Art Swindler Luke Brugnara Gets 7 Years in Prison
- October 21, 2015 14:35
On Tuesday in San Francisco a federal judge sentenced former commercial real estate mogul Luke Brugnara to 7 years in prison for swindling a New York art dealer. The fraud verdict comes after the June 2014 disappearance of millions of dollars worth of art delivered to Brugnara.
Art dealer Rose Long shipped cross-country a Degas sculpture "Little Dancer" to Brugnara along with a drawing by Joan Miró, a series of etchings by Pablo Picasso, 16 paintings attributed to Willem de Kooning and a painting by George Luks. After the delivery to his empty San Francisco mansion, Long demanded payment of the agreed upon price of $11 million for all the artwork, only to be rebuffed.
Brugnara has alternately said some of the works were fake, a gift from Long, stolen by deliverymen or never delivered. The FBI has recovered all the missing art except the most valuable---the Degas.

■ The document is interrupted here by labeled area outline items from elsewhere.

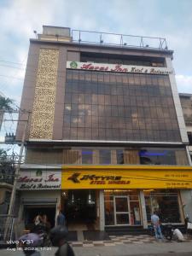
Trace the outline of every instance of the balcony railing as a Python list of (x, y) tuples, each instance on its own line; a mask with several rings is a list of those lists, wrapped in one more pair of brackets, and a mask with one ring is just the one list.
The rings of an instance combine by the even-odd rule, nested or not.
[(72, 30), (73, 42), (94, 44), (119, 47), (137, 47), (146, 49), (168, 49), (163, 38), (151, 38), (134, 35), (115, 34), (83, 30)]

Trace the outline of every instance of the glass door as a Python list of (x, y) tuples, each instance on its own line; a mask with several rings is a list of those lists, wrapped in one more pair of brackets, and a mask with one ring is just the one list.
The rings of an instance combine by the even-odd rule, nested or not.
[(114, 202), (114, 221), (116, 225), (130, 224), (129, 196), (115, 195)]

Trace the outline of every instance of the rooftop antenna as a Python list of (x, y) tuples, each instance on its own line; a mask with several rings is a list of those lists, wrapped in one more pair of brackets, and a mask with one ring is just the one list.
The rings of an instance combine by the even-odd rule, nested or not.
[(33, 33), (35, 34), (36, 39), (38, 39), (38, 33), (37, 33), (37, 31), (36, 31), (36, 30), (33, 30)]

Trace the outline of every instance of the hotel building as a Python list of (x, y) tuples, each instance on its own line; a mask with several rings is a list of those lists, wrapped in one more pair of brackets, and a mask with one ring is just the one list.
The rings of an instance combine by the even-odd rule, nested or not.
[[(30, 39), (19, 219), (115, 233), (192, 218), (192, 168), (165, 38), (46, 26)], [(26, 119), (23, 114), (20, 120)], [(17, 139), (25, 132), (20, 122)]]

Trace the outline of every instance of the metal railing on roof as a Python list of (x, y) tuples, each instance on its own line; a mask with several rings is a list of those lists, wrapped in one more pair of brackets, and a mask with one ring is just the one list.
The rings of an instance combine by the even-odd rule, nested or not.
[(168, 49), (166, 38), (72, 30), (73, 42), (120, 47)]

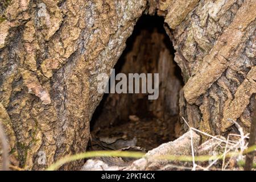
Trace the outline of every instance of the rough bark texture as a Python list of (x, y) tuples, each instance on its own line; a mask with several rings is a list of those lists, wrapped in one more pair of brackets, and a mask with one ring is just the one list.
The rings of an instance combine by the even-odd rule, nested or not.
[[(249, 130), (255, 0), (4, 0), (0, 119), (20, 166), (43, 169), (85, 150), (102, 98), (97, 76), (114, 67), (138, 18), (155, 12), (165, 17), (185, 83), (180, 115), (211, 134), (236, 130), (229, 119)], [(45, 165), (38, 163), (39, 151)]]

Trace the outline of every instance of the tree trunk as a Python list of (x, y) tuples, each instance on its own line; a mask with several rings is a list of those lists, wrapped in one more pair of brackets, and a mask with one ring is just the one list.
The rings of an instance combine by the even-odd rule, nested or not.
[(97, 76), (113, 68), (138, 19), (155, 13), (165, 18), (183, 76), (180, 116), (212, 135), (237, 132), (232, 119), (249, 130), (256, 93), (254, 0), (5, 0), (0, 119), (17, 165), (44, 169), (85, 151), (102, 96)]

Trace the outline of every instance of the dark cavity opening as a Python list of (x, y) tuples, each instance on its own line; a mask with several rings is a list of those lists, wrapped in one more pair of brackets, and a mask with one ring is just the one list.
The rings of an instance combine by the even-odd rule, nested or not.
[(158, 98), (149, 100), (148, 94), (105, 94), (90, 122), (88, 150), (148, 151), (179, 136), (183, 81), (163, 25), (162, 17), (143, 16), (114, 67), (116, 75), (158, 73)]

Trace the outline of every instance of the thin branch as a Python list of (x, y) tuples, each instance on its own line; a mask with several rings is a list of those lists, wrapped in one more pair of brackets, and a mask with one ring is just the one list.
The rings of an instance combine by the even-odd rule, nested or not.
[[(249, 147), (253, 146), (255, 144), (255, 137), (256, 137), (256, 102), (255, 97), (253, 97), (253, 103), (254, 103), (254, 110), (253, 114), (253, 118), (251, 125), (251, 131), (250, 134), (250, 138), (249, 140)], [(246, 155), (246, 158), (245, 160), (245, 170), (250, 171), (251, 170), (253, 160), (255, 156), (255, 151), (248, 153)]]
[(2, 169), (3, 171), (8, 171), (9, 169), (9, 160), (8, 157), (8, 144), (7, 142), (6, 136), (5, 134), (3, 128), (0, 122), (0, 140), (2, 143), (2, 149), (3, 150), (3, 162)]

Judge Alsup ordered $600,000 in restitution for the Degas and roughly $88,000 in total attorneys' fees for Long and fellow art dealer Walter Maimbaum. Brugnara will serve 69 months in prison plus 15 months for contempt for his abusive outbursts in court and a short-lived escape from federal custody.
"I'm not a con man, Maibaum's a con man," Brugnara told the court. "He's got five of these Little Dancers in his closet because no one wants them." Brugnara claimed the Degas and the de Koonings were fake, which the dealers denied.
The restitution payment came in relatively low given that the price tag for the Degas was $3 million, and the other artworks were held for months as evidence in the case. (Reimbursement for the missing sculpture became a legal action involving the insurer Lloyd's and the New York art dealers.)
"It's their own fault for dealing with Mr. Brugnara in the first place," the judge said of the art dealers. Brugnara has previously been convicted of tax evasion, steelhead trout poaching, and mail fraud.